Yesterday NZME announced 200 jobs will go and suspended publication of popular newspaper supplements in its latest cost-saving response to the Covid-19 downturn.

NZME managing editor Shayne Currie told the committee that pre Covid-19 the company hired 1400 staff, 570 of those being journalists and broadcasters.

He said, like Stuff, NZME had applied for the wage subsidy scheme.

While it helped, he said it wasn't the answer for his company.

He added that the closure of Radio Sport last month was a result of Covid-19 and that the station had the rights to next year's America's Cup and was in talks for the Olympics radio rights.

"Up until Covid-19 hit us we were very much invested in Radio Sport."

Currie reiterated that the NZME/Stuff merger that was rejected by the Commerce Commission was in his view still the best option for the two companies.

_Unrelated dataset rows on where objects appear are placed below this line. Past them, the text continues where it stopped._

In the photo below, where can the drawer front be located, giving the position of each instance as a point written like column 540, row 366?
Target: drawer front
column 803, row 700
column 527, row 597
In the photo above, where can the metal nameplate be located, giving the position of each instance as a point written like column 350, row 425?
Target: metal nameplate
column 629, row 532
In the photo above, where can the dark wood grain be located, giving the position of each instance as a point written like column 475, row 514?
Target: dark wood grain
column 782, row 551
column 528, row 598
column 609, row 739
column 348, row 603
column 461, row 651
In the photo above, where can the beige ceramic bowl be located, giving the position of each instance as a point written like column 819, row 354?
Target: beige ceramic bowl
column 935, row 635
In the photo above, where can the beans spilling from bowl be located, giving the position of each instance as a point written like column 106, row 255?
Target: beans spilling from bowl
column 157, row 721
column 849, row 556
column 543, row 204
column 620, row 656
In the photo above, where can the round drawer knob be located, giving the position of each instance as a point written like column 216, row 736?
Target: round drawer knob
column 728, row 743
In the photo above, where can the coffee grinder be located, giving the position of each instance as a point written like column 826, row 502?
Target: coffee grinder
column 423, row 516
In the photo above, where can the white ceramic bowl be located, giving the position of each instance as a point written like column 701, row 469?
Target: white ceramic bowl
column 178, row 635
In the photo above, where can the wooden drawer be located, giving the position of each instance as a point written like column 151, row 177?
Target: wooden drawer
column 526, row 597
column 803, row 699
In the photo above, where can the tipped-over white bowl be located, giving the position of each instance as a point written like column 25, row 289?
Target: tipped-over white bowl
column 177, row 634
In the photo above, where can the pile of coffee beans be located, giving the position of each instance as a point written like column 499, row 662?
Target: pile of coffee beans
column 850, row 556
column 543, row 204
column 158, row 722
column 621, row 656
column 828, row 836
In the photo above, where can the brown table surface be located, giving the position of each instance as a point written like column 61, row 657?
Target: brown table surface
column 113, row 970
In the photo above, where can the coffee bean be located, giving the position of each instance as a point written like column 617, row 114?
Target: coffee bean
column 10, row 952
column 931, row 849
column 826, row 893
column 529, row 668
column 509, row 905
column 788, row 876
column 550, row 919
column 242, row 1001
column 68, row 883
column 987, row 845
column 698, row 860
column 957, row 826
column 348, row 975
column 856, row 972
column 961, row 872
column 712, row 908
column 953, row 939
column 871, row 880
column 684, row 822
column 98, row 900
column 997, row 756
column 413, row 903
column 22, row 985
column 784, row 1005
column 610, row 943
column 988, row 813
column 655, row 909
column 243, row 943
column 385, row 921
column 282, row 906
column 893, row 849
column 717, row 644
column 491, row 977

"We believe we'd be the best owners for Stuff."

Currie also believed the TVNZ/RNZ merger would be good for both private and public media and plurality would still remain within the media industry.

TVNZ chief executive Kevin Kenrick echoed similar sentiments to those from NZME and Stuff when he addressed the committee.

He said the problem within the media industry was commercial media rather than public journalism and that the government needs to broaden its focus on the industry.

In a response to a question from ACT MP David Seymour, Kenrick said the reason that TVNZ didn't pay a dividend to the government was because it chose to invest in its business.

He said NZME and Sky did the same thing with its shareholders.

More than 230 full time media jobs were lost two weeks earlier when Bauer Media closed down suddenly on 2 April citing Covid-19 disruption as the major reason.

Among the submitters this morning are representatives from NZ Stuff, NZME, TVNZ, Media Works, Māori TV and RNZ.